Topographic argues that even if self-funded accounts were not included in the damages class of the Cerven complaint, self-funded accounts were included in the injunctive class, which should have put Blue Cross on notice that self-funded accounts could later seek damages. But the injunctive class definition also does not clearly include self-funded accounts. The complaint defines the injunctive class as “[a]ll persons or entities ․ who are currently insured by any health insurance plan that is currently a party to a license agreement with [Blue Cross] that restricts the ability of that health insurance plan to do business outside of any geographically defined area.” Although some self-funded accounts purchase insurance products like stop-loss insurance from Blue Cross, they are not “insured” for healthcare. Self-funded accounts pay their own costs for employee healthcare. In other words, instead of having Blue Cross pay for healthcare costs, self-funded accounts pay for administrative services and to obtain insurer rates with healthcare providers. The self-funded employers pay their employees’ healthcare costs. It is not clear from the Cerven complaint's definition of the injunctive class that self-funded accounts are included because they are not necessarily “insured by [a] health insurance plan.”

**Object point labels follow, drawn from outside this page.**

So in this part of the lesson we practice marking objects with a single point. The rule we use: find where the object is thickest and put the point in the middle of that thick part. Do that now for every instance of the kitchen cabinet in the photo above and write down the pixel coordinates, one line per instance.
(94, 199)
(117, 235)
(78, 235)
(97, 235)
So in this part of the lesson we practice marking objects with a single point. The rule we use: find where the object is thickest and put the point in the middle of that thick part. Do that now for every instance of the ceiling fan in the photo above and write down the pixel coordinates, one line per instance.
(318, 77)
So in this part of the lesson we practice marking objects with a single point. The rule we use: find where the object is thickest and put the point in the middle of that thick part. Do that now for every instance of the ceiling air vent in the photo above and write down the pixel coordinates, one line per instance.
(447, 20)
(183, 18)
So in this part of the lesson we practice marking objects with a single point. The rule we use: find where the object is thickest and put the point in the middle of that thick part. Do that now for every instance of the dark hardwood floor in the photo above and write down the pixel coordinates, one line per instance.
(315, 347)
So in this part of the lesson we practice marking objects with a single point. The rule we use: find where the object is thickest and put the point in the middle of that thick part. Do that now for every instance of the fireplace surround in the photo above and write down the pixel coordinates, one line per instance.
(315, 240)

Other parts of the Cerven complaint confirm that self-funded accounts were not included in the damages or injunctive classes. The complaint defines self-funded accounts as those that purchase only administrative services, highlighting the difference between self-funded and fully insured accounts. In its description of the anticompetitive structure that it attacks, the complaint never mentions stop-loss insurance or other unbundled products. That the Cerven complaint attacks “the Blue structure” is not enough for the self-funded claimants’ damages claims to relate back. The complaint did not put Blue Cross on notice that the self-funded claimants would seek damages, and the complaint did not challenge anticompetitive conduct in the self-funded market. See Caron v. NCL (Bahamas), Ltd., 910 F.3d 1359, 1368 (11th Cir. 2018) (finding that the plaintiffs’ new claim did not relate back because the original complaint “did not put [the defendant] on notice” that the new claim “could be relevant to the case”). The district court did not abuse its discretion in ruling that the self-funded claimants’ request for damages did not relate back to the Cerven complaint and in approving a settlement allocation with a shorter damages period for them.
3. The District Court Did Not Abuse its Discretion in Approving the 6.5 Percent Allocation for the Self-Funded Claimants.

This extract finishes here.